Isso é envelhecer, amigos – sem tirar, mas pondo anos e mais anos em aglomeração uns com os outros, quase em pasmada passividade. Quase porque, claro, sequer se envelhece em passividade completa, há que se cumprir cada requisito de sobrevivência; fora isso, fora essa manutenção da vida impulsionada pelo orgânico, pelo biológico, o engordamento da idade é coisa compulsória, que se realiza sem pedir muito de nossa anuência e sem nos fornecer, em troca, um grande tanto de mérito. Evidentemente há os processos que não são biológicos no senso estrito, mas o são no lato, como encontrar as vagas e honrar os cartões de que falou a autora: habilidades entranhadas à vida moderna e urbana, na qual, se normalmente não precisamos nos orientar por sol e estrelas nem fazer fogo com pedrinha, em compensação não escapamos ao mínimo conhecimento sobre trajetos de ônibus e metrôs, uso de caixas eletrônicos e captura de QR codes. Desenvolver uns tais skills da cidade – precisâncias gerais que estão dentro das precisâncias fundamentais de locomoção, lazer, abrigo, alimentação, acasalamento (ai, como eu tô naturalista) – não nos torna maduros, só nos torna mamíferos adultos adaptados ao ambiente. Primatas bem-sucedidos com um bocadinho mais de verniz.

Maturidade humana, mesmo, honrosamente nossa e propriamente dita, vem com skills bem outros: uma sólida, desembaraçada, eficiente interpretação de texto, manhosa e esquadrinhadora o bastante para fugir a arapucas de manipulação; uma (como extensão da primeira) firme honestidade intelectual, limpa de preconceitos, sensível a argumentos, a evidências, e consequentemente capaz de se inclinar para o justo ainda que uma mudança da opinião inicial seja requerida; uma força considerável de empatia (o que NÃO significa abonar quaisquer comportamentos, mas sim compreender suas razões); e uma índole decisivamente soprada por bons ventos, o que embala também decisivamente todo o buquê de predicados – já que, sem a disposição de agir pelo benefício coletivo, danou-se a perspicácia, danou-se a inteligência: vira tudo uma sagacidade perigosa. Ordenha-se fácil o pacotão completo da maturidade a partir dessas quatro joias do infinito; a pessoa generosa, intelectualmente honesta, com boa percepção dos demais e do mundo contém, sem dúvida, a cota necessária de responsabilidade para executar devidamente seu trabalho, a quantidade essencial de lucidez para reivindicar o que lhe é de direito, a porção indispensável de serenidade para encarar perdas sem descontrole, a dose imperativa de brio para não se infantilizar, não manipular, não se aceitar escrava nem algoz numa relação. Extrai-se daí, enfim, um bom e velho adulto humano – aquele ser fantástico que tem autonomia emocional mesmo que a não tenha física, aquela entidade incrível que não se põe nem no centro nem na margem da história: põe-se no fluxo do texto. No contexto.

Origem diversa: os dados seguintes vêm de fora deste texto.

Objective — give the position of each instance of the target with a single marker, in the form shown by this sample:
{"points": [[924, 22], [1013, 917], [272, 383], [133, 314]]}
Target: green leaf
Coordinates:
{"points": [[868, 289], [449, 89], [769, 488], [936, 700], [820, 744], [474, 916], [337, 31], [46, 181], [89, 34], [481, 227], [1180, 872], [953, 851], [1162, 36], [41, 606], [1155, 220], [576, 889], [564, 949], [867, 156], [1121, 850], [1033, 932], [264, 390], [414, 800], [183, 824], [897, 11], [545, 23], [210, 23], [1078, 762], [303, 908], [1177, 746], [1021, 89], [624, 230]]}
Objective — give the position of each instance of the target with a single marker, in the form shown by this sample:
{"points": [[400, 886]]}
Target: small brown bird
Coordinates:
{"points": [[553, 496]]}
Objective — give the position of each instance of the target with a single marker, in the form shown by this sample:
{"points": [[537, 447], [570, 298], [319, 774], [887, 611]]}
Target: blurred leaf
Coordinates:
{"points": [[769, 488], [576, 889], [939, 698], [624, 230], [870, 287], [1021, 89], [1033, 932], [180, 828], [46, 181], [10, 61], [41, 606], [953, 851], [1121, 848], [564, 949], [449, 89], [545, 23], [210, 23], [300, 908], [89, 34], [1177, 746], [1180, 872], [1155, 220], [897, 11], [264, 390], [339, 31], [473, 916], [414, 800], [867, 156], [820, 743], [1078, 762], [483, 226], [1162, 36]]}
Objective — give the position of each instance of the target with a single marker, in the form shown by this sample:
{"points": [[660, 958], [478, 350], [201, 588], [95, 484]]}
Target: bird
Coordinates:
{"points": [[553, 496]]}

A todos que já fizeram sua Páscoa da infância moral para a posse madura de si, um feliz, feliz, feliz! hoje, com todas as suas amplitudes. Aos que ainda estão voluntária ou involuntariamente pendentes de uma realidade alternativa na qual não se comandam e não se encaixam: que a grande pedra role, em breve, de cima de seu discernimento, e o libere para a luz à qual pertence. Não tarde muito mais, assim, o abraço na vida plena e consciente que os aguarda fora da caverna.